In Re Johnston

957 S.W.2d 945, 1997 Tex. App. LEXIS 6390, 1997 WL 762701
CourtCourt of Appeals of Texas
DecidedDecember 11, 1997
Docket09-97-413CV
StatusPublished
Cited by3 cases

This text of 957 S.W.2d 945 (In Re Johnston) is published on Counsel Stack Legal Research, covering Court of Appeals of Texas primary law. Counsel Stack provides free access to over 12 million legal documents including statutes, case law, regulations, and constitutions.

Bluebook
In Re Johnston, 957 S.W.2d 945, 1997 Tex. App. LEXIS 6390, 1997 WL 762701 (Tex. Ct. App. 1997).

Opinion

OPINION

HILL, Justice (Sitting by Assignment).

Relator Roland Davis Johnston filed a petition for writ of mandamus seeking to order Judge Joe Golden, Judge of the 1st District Court, Jasper County, Texas, to set aside his order authorizing the issuance of a writ of attachment for Johnston’s minor children and to set aside his temporary orders and to order him to dismiss any motions to modify filed by Kenneth and Debra Jones and Earl and Patricia Miller. Kenneth and Debra Jones are the maternal uncle and aunt of Johnston’s three minor children, while Earl and Patricia Miller are the maternal grandparents of the children. Both the Joneses and the Millers are the real parties in interest in this proceeding.

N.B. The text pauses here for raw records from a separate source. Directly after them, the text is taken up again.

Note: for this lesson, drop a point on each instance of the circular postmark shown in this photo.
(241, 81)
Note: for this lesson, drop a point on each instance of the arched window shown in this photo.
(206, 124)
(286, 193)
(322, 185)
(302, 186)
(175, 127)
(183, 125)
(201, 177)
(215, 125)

We conditionally grant the writ because we hold the trial court abused its discretion in failing to grant Johnston’s Application for Writ of Habeas Corpus and in issuing temporary orders modifying conservatorship. We hold any error of the trial court in considering the motion filed by the real parties in interest is now moot in view of our holding.

Roland was originally married to Denese Miller Johnston. They had three children, Kirk Allen Johnston, Kandaee April Johnston, and Dakota Patrick Johnston. Under the terms of their divorce decree, Denese was managing conservator and Roland pos-sessory conservator of the children. As pos-sessory conservator, Roland’s visitation under the decree is in accordance with the standard visitation provisions formerly set forth in section 14.088 of the Texas Family Code, now found in Chapter 153 of the Code. Tex. Fam.Code Ann. ch. 153 (Vernon 1996 & Supp.1998).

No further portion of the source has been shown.